Gov. Mike Dunleavy praises the financial savvy of the Republican legislators who blocked a plan to increase education spending by $253 million a year, then he praises himself for proposing an increase of $180 million a year.

Left unsaid in this praise-a-thon is that Dunleavy is proposing a $1.8 billion deficit for the fiscal year that begins July 1.

Dunleavy claims the education increase he vetoed was unsustainable because the total deficit would be $1.9 billion with that extra school funding, instead of the $1.8 billion deficit he has proposed.

The obvious answer here is to enact taxes to create stable sources of revenue. And to limit the size of the dividend.
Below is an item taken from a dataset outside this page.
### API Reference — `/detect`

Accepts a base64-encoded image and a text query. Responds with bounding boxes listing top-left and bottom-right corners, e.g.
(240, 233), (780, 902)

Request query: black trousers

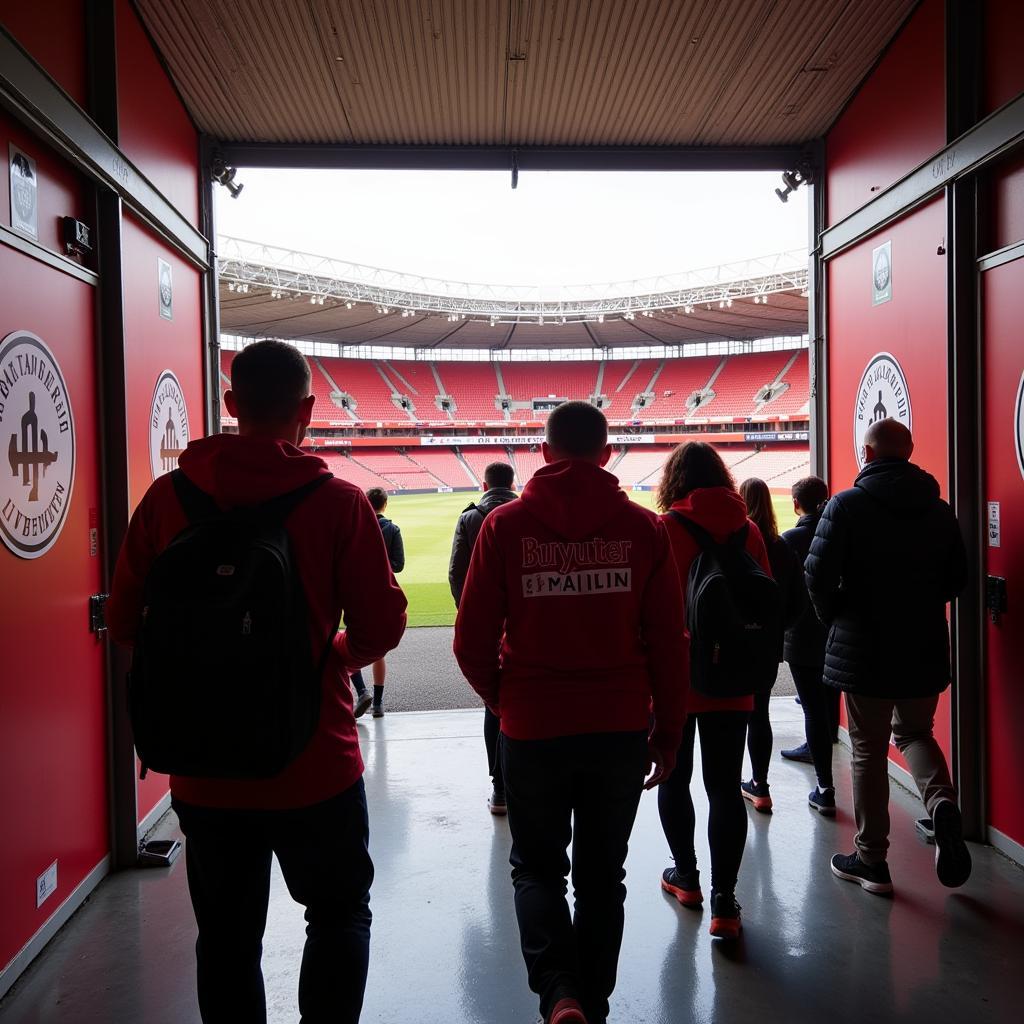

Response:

Former Republican legislator Andy Warwick, a retired CPA who served in the Hammond administration, says we need an income tax and we need to tie the dividend to income levels. Those are reasonable ideas he put forward in this column. He’s not exaggerating when he says, “Our state is dying a slow death, and the current fiscal plan is undeniably not working.”
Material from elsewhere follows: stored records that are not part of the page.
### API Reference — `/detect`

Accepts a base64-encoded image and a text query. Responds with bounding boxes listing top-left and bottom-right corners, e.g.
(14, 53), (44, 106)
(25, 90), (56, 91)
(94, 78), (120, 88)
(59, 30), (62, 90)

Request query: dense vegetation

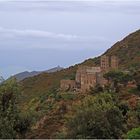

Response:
(56, 71), (140, 139)
(1, 70), (140, 139)
(66, 93), (125, 139)
(126, 127), (140, 139)
(2, 71), (139, 138)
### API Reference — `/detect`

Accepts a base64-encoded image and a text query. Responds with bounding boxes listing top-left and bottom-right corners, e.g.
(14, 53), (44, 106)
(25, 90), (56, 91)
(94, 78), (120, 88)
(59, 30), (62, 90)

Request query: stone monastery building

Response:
(60, 55), (119, 92)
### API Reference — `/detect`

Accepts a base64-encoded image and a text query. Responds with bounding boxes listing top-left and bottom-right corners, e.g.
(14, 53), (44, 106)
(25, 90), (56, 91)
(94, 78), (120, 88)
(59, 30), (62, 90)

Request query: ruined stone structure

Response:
(76, 66), (101, 84)
(101, 55), (110, 72)
(60, 55), (119, 92)
(101, 55), (119, 72)
(76, 66), (102, 92)
(60, 80), (76, 91)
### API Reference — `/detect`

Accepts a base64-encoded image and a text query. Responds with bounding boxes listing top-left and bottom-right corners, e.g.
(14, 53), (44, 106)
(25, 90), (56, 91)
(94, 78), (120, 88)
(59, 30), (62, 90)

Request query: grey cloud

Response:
(0, 27), (111, 50)
(0, 27), (78, 40)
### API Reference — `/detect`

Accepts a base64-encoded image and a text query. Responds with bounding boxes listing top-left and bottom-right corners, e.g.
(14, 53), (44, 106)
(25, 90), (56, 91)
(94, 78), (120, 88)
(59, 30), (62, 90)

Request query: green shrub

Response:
(15, 114), (31, 138)
(126, 127), (140, 139)
(0, 79), (33, 139)
(0, 79), (20, 138)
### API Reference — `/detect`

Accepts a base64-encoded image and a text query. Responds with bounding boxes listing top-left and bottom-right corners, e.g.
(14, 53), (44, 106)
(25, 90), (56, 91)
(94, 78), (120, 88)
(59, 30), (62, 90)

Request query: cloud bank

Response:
(0, 27), (110, 50)
(0, 27), (78, 40)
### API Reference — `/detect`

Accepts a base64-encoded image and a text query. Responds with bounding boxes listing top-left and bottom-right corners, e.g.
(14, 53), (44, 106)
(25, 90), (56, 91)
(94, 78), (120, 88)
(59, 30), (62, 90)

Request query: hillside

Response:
(104, 29), (140, 69)
(21, 29), (140, 98)
(20, 29), (140, 138)
(20, 66), (77, 105)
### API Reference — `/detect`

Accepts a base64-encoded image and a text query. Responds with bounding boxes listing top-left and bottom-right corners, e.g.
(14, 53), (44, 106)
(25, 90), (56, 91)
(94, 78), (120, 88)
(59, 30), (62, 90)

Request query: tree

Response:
(0, 78), (20, 138)
(66, 93), (125, 139)
(0, 78), (31, 139)
(118, 102), (129, 116)
(135, 102), (140, 121)
(120, 73), (133, 87)
(89, 84), (103, 95)
(15, 114), (31, 138)
(126, 127), (140, 139)
(133, 70), (140, 91)
(104, 71), (132, 92)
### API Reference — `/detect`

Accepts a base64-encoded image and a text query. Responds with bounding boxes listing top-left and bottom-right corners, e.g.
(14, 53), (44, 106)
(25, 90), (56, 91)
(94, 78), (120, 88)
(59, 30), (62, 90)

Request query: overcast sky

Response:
(0, 0), (140, 78)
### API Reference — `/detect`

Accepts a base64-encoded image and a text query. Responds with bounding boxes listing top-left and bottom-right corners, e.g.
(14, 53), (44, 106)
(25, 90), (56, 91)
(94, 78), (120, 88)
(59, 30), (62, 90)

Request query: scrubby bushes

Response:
(104, 70), (132, 92)
(65, 93), (126, 139)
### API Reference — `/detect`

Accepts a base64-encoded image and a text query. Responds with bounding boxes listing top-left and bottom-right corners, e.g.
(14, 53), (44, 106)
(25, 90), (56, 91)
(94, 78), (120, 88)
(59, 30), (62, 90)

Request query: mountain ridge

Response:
(13, 66), (63, 81)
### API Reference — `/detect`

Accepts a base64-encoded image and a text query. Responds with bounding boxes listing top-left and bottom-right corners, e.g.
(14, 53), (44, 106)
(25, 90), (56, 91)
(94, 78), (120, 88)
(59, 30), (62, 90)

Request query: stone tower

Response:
(75, 66), (86, 88)
(101, 55), (110, 71)
(76, 66), (85, 84)
(75, 66), (101, 91)
(111, 56), (118, 70)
The current fiscal plan is no fiscal plan.

Dunleavy and many other politicians are hiding behind a confusing blizzard of numbers in which the obvious answers are concealed from the public.
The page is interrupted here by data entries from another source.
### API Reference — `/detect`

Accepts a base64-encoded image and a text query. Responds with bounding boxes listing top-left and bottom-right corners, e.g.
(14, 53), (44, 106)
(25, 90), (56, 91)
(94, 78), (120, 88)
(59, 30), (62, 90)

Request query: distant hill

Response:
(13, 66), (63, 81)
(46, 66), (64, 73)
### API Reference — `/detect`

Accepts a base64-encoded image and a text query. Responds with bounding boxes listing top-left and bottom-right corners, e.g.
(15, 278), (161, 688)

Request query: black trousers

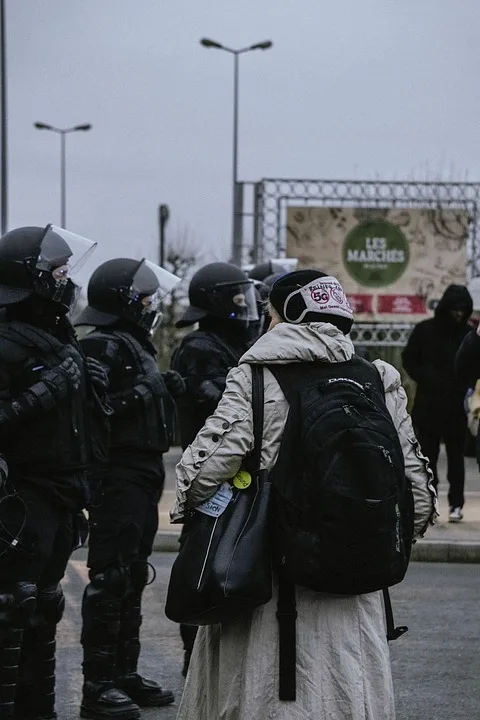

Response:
(415, 423), (466, 509)
(81, 479), (160, 684)
(0, 482), (74, 590)
(0, 483), (75, 719)
(86, 480), (159, 575)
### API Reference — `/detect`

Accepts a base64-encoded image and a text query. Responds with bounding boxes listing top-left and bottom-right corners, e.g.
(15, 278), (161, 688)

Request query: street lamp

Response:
(200, 37), (273, 265)
(34, 122), (92, 228)
(1, 0), (8, 235)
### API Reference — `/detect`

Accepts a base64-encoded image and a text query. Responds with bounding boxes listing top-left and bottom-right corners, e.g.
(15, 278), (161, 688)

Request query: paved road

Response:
(56, 552), (480, 720)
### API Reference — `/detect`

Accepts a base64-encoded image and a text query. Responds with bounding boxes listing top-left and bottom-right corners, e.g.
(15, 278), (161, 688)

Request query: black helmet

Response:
(0, 224), (96, 312)
(176, 262), (259, 328)
(75, 257), (180, 333)
(248, 258), (298, 282)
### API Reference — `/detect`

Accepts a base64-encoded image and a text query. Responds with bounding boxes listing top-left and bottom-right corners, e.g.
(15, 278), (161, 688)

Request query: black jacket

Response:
(455, 330), (480, 391)
(402, 284), (473, 429)
(80, 326), (172, 490)
(171, 325), (248, 449)
(0, 320), (90, 510)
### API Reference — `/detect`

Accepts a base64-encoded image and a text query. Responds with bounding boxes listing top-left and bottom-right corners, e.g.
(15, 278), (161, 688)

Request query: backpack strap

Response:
(244, 364), (264, 473)
(383, 588), (408, 641)
(277, 569), (297, 701)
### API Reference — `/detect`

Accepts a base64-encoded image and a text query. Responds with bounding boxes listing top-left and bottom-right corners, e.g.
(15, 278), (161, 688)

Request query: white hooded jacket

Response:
(172, 322), (437, 720)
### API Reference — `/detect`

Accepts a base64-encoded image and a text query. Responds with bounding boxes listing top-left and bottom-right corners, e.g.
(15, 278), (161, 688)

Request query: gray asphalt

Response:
(55, 552), (480, 720)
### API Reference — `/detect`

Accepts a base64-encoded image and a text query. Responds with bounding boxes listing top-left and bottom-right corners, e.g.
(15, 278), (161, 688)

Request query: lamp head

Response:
(74, 124), (92, 131)
(200, 38), (223, 49)
(34, 122), (52, 130)
(250, 40), (273, 50)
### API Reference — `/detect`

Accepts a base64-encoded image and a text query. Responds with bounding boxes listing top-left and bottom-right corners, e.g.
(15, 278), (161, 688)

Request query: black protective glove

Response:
(40, 357), (82, 397)
(85, 356), (109, 394)
(0, 358), (82, 430)
(162, 370), (186, 398)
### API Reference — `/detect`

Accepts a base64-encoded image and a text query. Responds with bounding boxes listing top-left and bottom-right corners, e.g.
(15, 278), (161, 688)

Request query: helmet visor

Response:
(213, 281), (259, 321)
(131, 259), (181, 311)
(36, 225), (97, 278)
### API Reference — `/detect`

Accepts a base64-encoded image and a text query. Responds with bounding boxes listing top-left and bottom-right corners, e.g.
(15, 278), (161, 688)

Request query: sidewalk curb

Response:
(411, 539), (480, 563)
(153, 531), (480, 563)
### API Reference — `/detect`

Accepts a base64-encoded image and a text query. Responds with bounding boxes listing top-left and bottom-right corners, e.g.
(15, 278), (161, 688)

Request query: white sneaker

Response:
(448, 507), (464, 523)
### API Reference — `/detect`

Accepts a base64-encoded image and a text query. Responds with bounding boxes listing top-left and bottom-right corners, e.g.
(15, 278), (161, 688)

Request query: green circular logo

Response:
(342, 219), (409, 287)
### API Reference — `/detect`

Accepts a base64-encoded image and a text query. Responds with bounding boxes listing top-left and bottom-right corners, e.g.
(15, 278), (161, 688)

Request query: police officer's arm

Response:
(80, 334), (167, 416)
(455, 329), (480, 391)
(179, 344), (230, 414)
(0, 356), (81, 430)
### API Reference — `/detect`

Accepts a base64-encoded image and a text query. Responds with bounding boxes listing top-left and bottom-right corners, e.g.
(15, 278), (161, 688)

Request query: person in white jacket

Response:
(171, 269), (437, 720)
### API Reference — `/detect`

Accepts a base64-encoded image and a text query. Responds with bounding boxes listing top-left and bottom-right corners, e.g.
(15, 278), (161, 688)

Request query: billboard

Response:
(286, 207), (470, 322)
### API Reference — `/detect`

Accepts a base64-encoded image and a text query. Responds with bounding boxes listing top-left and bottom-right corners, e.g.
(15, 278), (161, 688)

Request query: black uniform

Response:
(74, 256), (182, 719)
(402, 284), (473, 510)
(79, 325), (177, 713)
(172, 319), (248, 449)
(0, 224), (101, 720)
The brainwashing has been a constant during the Dunleavy years—in 2018 and 2022 he said we could have giant dividends, no taxes and no cuts in services that anyone would notice.

The Dunleavy deficit and his failure to do anything about it went unmentioned in all of the news coverage of the legislative failure to override the Dunleavy education veto.

Dunleavy claimed that the Republicans who blocked the $253 million for education, which would have meant a $1,000 increase in the Base Student Allocation, showed “a clear understanding of our fiscal situation,” but there is no evidence that they have an understanding of our fiscal situation.

Dunleavy claimed his smaller education increases, which would cost about $180 million, will “align with the state’s fiscal reality,” but there is no evidence he is aligned with the state’s fiscal reality.

He’s saying a $1.8 billion deficit is aligned with the state’s fiscal reality, but $1.9 billion is not. That’s the story that needs to be told.

Here is the coverage by Alaska Public Media of the education veto.

Here is the Anchorage Daily news story.

Here is the Alaska Beacon story.

The state budget process in recent years has followed a consistent pattern under Dunleavy.

“The governor proposes a budget with a substantial deficit, then the legislature has reduced the Permanent Fund Dividend (PFD) amount proposed by the governor, increased the budget for other items, and passed a budget that does not rely on drawing from the Constitutional Budget Reserve,” the nonpartisan Legislative Finance Division said in its overview of the governor’s budget.

“The result is that the PFD appropriation and the capital budget have fluctuated along with oil prices, acting as a shock absorber outside of the operating budget rather than reflecting a structured long-term plan,” the division said.

There is a structural budget deficit. There is no plan.

What the division won’t say is that this is how Dunleavy avoids taking any responsibility.

He introduces a fantasy budget with a phony dividend and then does nothing but whine in the months that follow. He forces the Legislature to cut the dividend, knowing that is easier than raising taxes.

Then he blames the Legislature for cutting the dividend and casts himself as an innocent bystander who wanted to pay giant dividends.

Dunleavy is on the same track this year, proposing a $1.8 billion deficit and $2.5 billion in dividends. He won’t propose cutting the dividend and he won’t propose taxes. He is proposing that the Constitutional Budget Reserve will be empty in 2027.

But by then he’ll be gone.

The Legislature finds it hard to enact taxes, the obvious answer, because it has a large contingent of legislators who bluffed their way into office by treating taxes as a forbidden topic.

The news coverage of the state Legislature needs to reveal the underlying hocus-pocus.

Some Republican legislators want to eliminate the dividend, but won’t say that above a whisper. They will shout, however, when Dunleavy’s pretend dividend is cut in half.

Meanwhile, as of now, there are no additional hearings set on Senate Bill 92, which would close the Hilcorp loophole. The bill is languishing in the Senate Finance Committee.

There are no additional hearings set on Senate Bill 112, which would cut oil tax credits by $3. The bill is languishing in the Senate Resources Committee.

Those two bills would be a start toward erasing the Dunleavy deficit.